発売前ですが、このe-Bikeに試乗する機会があったので、インプレッションをお届けします。
またぎやすい低床フレームを採用
「MANTUS 27 CITY」のベースとなっているのは、以前に試乗レポートをしたことがある「MANTUS 27 TRK」というモデル。ベースモデルと大きく違うのはフレーム形状で、トップチューブのないステップインと呼ばれるタイプとなっています。それも、単にトップチューブを廃しただけでなく、足が通る部分を低床設計としているのがポイント。小柄な人でも気軽に乗れる作りです。
そのほかにも、前後タイヤにはフェンダーが装備され、リアのキャリアやフロントのライトも標準装備。e-Bikeではありますが、普段の使い勝手に配慮したモデルになっています。スタンドも安定して車体を支えられる両足タイプで、フロントに装着できるバスケットもオプションで用意されているとのこと。通勤や通学にも安心して使えるモデルといえそうです。
ハンドル形状は手前に向けてゆったりとカーブしたもの。握りやすい形状でグリップもエルゴノミックタイプとするなど、長時間走っても疲れにくい設計です。サドルも快適性を重視したタイプで、お尻が痛くなりにくい。
シンプルな見た目を実現するアシストシステム
e-Bikeの心臓部であるドライブユニットはAKM製のハブモータータイプを採用。後輪の軸(ハブ)とモーターが一体となっているので、車体の中央に搭載するタイプのドライブユニットと違って目立たないので、電動アシストであることがわかりにくくなっています。バッテリーもフレームに内蔵されるタイプとなっているので、こちらも自転車のデザインを邪魔しないスッキリとした見た目です。

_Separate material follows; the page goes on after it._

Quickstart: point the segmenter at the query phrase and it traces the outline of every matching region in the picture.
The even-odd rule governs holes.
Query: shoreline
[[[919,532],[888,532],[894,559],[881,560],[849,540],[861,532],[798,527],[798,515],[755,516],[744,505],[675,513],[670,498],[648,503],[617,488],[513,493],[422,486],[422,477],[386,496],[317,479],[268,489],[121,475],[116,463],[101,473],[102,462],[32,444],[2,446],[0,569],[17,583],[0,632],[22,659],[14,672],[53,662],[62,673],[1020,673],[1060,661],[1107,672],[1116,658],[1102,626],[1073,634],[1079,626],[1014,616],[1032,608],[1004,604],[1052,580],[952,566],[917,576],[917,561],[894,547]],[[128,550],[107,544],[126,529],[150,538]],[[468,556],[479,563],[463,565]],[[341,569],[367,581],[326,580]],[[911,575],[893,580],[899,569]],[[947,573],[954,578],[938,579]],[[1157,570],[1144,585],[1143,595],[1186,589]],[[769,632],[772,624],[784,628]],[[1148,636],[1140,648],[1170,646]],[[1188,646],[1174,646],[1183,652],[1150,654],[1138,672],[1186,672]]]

変速機構はシマノ製の「TOUNEY(ターニー)」グレードの7段。チェーンカバーが装着されているので、ズボンの裾などをチェーンに巻き込んでしまう心配がありません。
e-Bikeらしいスムーズなアシストを体感
e-Bikeとしては非常に求めやすい価格となっている「MANTUS 27 CITY」。ママチャリタイプの電動アシスト自転車に+α程度の価格で購入できます。そこで気になるのは、やはり走行性能でしょう。e-Bikeにはかなりのモデルを試乗してきましたが、多くは“値段なり”の走行性能なので、高いものはそれなりに上質な乗り味で、逆に安いものはアシスト制御の緻密さなどに差がある印象です。このモデルはどうなのか、実際に走り回ってみました。

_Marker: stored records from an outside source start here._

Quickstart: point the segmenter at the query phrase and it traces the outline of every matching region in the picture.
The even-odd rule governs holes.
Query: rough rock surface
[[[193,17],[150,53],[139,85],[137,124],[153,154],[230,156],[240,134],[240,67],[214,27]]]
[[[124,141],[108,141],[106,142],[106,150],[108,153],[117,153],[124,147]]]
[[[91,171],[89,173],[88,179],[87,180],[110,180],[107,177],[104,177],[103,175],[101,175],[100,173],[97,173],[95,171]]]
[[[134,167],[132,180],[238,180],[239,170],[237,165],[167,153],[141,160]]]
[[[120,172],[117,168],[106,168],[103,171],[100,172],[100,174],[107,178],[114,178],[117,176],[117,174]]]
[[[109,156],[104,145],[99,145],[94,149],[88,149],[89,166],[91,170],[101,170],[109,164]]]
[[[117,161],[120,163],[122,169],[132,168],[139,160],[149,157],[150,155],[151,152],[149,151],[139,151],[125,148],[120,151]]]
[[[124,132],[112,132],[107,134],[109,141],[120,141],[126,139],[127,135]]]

走り出してすぐに感じるのは、アシストの制御が自然でe-Bikeらしい完成度になっていることです。低価格の電動アシスト自転車だと、ペダルを踏み込んだ瞬間に思った以上のアシストが立ち上がってしまったり、逆に遅れてアシストされるようなモデルもありますが、これはそうした違和感がなく、ペダルを踏んだ力にきれいにアシストが上乗せされるような印象です。

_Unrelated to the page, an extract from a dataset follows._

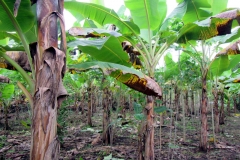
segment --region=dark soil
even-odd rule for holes
[[[68,110],[65,117],[61,140],[60,159],[101,160],[112,155],[113,158],[136,160],[138,125],[132,113],[127,113],[126,119],[117,119],[118,114],[112,114],[114,127],[114,142],[112,145],[103,145],[102,110],[98,109],[93,116],[94,127],[88,127],[87,116]],[[86,112],[85,112],[86,113]],[[20,110],[19,119],[16,112],[9,114],[11,130],[4,131],[3,113],[0,114],[0,159],[29,159],[30,152],[30,114],[29,110]],[[220,126],[221,133],[216,134],[214,144],[212,120],[209,115],[209,146],[206,153],[200,152],[199,126],[197,116],[186,117],[186,139],[183,139],[183,121],[170,124],[171,118],[165,115],[164,126],[159,126],[159,117],[156,116],[155,125],[155,156],[156,159],[189,159],[189,160],[225,160],[240,159],[240,114],[231,114],[225,118],[225,125]],[[182,118],[181,118],[182,119]],[[161,144],[160,144],[161,135]]]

フレームの形状はステップインタイプで、フェンダーやキャリアなどの装備も使い勝手を重視した作りですが、乗り味はスポーツタイプのe-Bikeに近いフィーリング。その印象に効いているのが、サドルの真下にペダルが位置するようなフレーム設計です。スポーツタイプの自転車では一般的な設計ですが、この配置だとペダルを漕ぐ際に太腿の裏側やお尻の筋肉が使えるので、長時間乗っても疲れにくいというメリットがあります。
アシストの力強さを体験するため、坂道も走行してみました。マウンテンバイクタイプのe-Bikeなどと比較すると、力強さという点ではやや劣りますが、街中にある坂道程度であればまったく問題なくスイスイと登っていけます。アシストモードは3段階に切り替え可能ですが、登り坂では最も強力なモードに入れておいたほうが良さそう。あとはペダルを回しているだけで、急な坂でも座ったまま登れます。
非常にリーズナブルな価格を実現しながら、e-Bikeらしい乗り味を実現しているベネリの「MANTUS 27 CITY」。低床フレームなど気軽に乗れる設計ですが、実際に乗り回してみると自然なアシストフィーリングもあって、遠出もしてみたくなるような完成度です。3月発売とのことなので、新生活のスタートに合わせて導入すれば、行動範囲を広げてくれるでしょう。